Pero ya ni siquiera se puede abarcar una disciplina científica, sino una pequeña parcela de ella, sobre la cual se sabe mucho. Pero es menos probable tener ilusión por ello. Se puede tener, pero digo: es menos probable. A mí no me sorprendería que hubiera una crisis de vocaciones científicas; no me sorprendería, a pesar de que se acumula el saber en las disciplinas científicas, se acumula, y además se dispone de recursos incomparables con los de otra época cualquiera. Y eso hace que marchen, que avancen y que se desarrollen las disciplinas científicas y la técnica que nace de ellas, por supuesto, de un modo único, incomparable con ningún otro.
Pero la vocación creadora, la vocación que ha hecho que se cree la ciencia —especialmente entre los griegos, luego en el Renacimiento y en el siglo XIX principalmente—… ¿Esto va a ser posible? ¿Va a continuar? Lo dejo en suspenso, pero tengo inquietud. Me parece inquietante.
Es decir: como ven ustedes, se puede tener ilusión por innumerables cosas. Se puede tener ilusión a condición de que se den esas condiciones, diríamos, formales o estructurales: la anticipación, el carácter incompleto, el carácter imperfecto, la versión hacia el futuro. Todo eso es fundamental.
Pero esto quiere decir que esto no se reduce a la realidad. He empleado toda una serie de palabras, toda una serie de conceptos, cuyo denominador común es su irrealidad, empezando por el futuro. El futuro no es: será. Ah, pero es futuro de la anticipación. No sabemos si será: es inseguro, es absolutamente inseguro. Pero da la casualidad de que la persona —el hombre en cuanto persona— es real, claro que sí; pero es irreal.
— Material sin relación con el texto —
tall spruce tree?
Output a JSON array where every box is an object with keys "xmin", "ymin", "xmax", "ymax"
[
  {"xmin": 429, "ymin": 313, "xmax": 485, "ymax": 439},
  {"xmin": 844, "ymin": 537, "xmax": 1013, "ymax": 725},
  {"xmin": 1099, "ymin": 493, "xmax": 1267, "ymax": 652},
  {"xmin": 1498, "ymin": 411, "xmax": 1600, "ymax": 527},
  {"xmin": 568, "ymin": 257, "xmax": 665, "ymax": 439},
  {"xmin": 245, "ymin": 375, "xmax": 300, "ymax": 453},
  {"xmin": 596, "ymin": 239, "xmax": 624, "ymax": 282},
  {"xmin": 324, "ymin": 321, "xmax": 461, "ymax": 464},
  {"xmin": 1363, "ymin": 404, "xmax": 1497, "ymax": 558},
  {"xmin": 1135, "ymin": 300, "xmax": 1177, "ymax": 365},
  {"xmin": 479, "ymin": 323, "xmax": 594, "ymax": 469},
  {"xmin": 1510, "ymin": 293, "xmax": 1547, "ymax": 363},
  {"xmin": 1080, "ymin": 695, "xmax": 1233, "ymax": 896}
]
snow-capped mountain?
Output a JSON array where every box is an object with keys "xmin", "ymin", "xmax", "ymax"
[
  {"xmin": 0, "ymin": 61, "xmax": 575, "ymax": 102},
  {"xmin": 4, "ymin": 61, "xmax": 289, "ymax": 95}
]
Hay un elemento de irrealidad absolutamente constitutivo de la persona humana. La persona humana se mueve en el ámbito de lo irreal: de lo imaginativo, de lo que se anticipa, de lo que es inseguro, absolutamente; de lo que no está acabado precisamente. La vida humana nunca está acabada… hasta cuando… solamente la muerte.
Como ven ustedes, está ligada la ilusión al elemento de la irrealidad. Lo que es solamente real, lo que es íntegramente real, no permite ilusión.
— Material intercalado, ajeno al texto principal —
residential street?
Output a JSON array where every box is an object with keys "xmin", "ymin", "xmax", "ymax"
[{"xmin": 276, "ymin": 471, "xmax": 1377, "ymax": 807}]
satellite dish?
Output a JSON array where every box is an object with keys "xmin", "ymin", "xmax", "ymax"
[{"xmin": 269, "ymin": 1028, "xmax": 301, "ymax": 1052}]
Pues bien: creo que este concepto de ilusión es quizá el único que nos puede servir de guía y de orientación para entender esa forma de vivir, esa instalación en la vida, que llamamos lirismo. Justamente, el lirismo es una actitud vital que ve la realidad humana como algo no acabado, como algo inconcluso, como proyecto; como algo que se imagina, como algo que se espera, que es siempre más.
Hace unos años, en un libro llamado Persona, yo tuve una especie de sentencia: ser persona es poder ser más. Esto es característico: el poder ser más es la condición de la persona. Pero poder ser más… más de lo que se es. Es decir: más de la realidad.
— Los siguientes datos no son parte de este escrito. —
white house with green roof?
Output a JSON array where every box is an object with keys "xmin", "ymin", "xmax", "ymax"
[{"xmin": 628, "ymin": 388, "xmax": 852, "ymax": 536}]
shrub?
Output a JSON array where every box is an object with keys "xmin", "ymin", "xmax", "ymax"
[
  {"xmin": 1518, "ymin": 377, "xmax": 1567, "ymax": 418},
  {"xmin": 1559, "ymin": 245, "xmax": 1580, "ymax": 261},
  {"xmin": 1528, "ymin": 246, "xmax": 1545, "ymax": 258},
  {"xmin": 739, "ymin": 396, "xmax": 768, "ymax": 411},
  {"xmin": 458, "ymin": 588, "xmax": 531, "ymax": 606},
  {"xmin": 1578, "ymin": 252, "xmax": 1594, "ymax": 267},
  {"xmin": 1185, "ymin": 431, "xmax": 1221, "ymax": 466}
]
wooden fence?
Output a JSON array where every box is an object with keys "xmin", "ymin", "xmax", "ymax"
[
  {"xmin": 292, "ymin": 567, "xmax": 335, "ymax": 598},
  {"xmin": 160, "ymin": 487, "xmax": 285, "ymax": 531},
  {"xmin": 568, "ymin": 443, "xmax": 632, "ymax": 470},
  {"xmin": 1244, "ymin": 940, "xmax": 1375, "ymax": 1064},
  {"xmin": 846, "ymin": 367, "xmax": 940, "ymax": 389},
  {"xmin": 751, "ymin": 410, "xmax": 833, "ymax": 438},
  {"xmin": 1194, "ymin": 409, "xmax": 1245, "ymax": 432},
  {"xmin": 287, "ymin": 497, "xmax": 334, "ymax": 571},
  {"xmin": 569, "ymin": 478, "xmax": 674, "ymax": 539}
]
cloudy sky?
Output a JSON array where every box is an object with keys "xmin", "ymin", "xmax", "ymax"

La vida humana, la ilusión, el lirismo son formas de realidad que no se contentan con la realidad, que son más que la realidad. Y, por tanto, es absolutamente necesario el ingrediente de irrealidad.
Y en la vida personal hay formas que se dan por no terminadas, que no están acabadas, que no están completas; y hay formas históricas en las cuales esta vivencia es común, es general, se participa de ella: cuando se vive en una sociedad y en una época determinada, son las épocas en que cabe el lirismo. Si no se dan estas condiciones, no lo hay.
Es decir: hay un elemento, diríamos, de deseo, un elemento de aspiración. El lirismo consiste en desear algo que no es real, por lo pronto, que quizá no lo será nunca, a lo cual se aspira. Es decir: consiste, por tanto, en vivir en la realidad, por supuesto —y somos reales—, pero no solo en la realidad. Hay un plus, un esencial plus, que no existe, repito, insisto en ello: que no existe, pero con el cual se hace la vida.
Con lo cual nos encontramos con una situación realmente paradójica.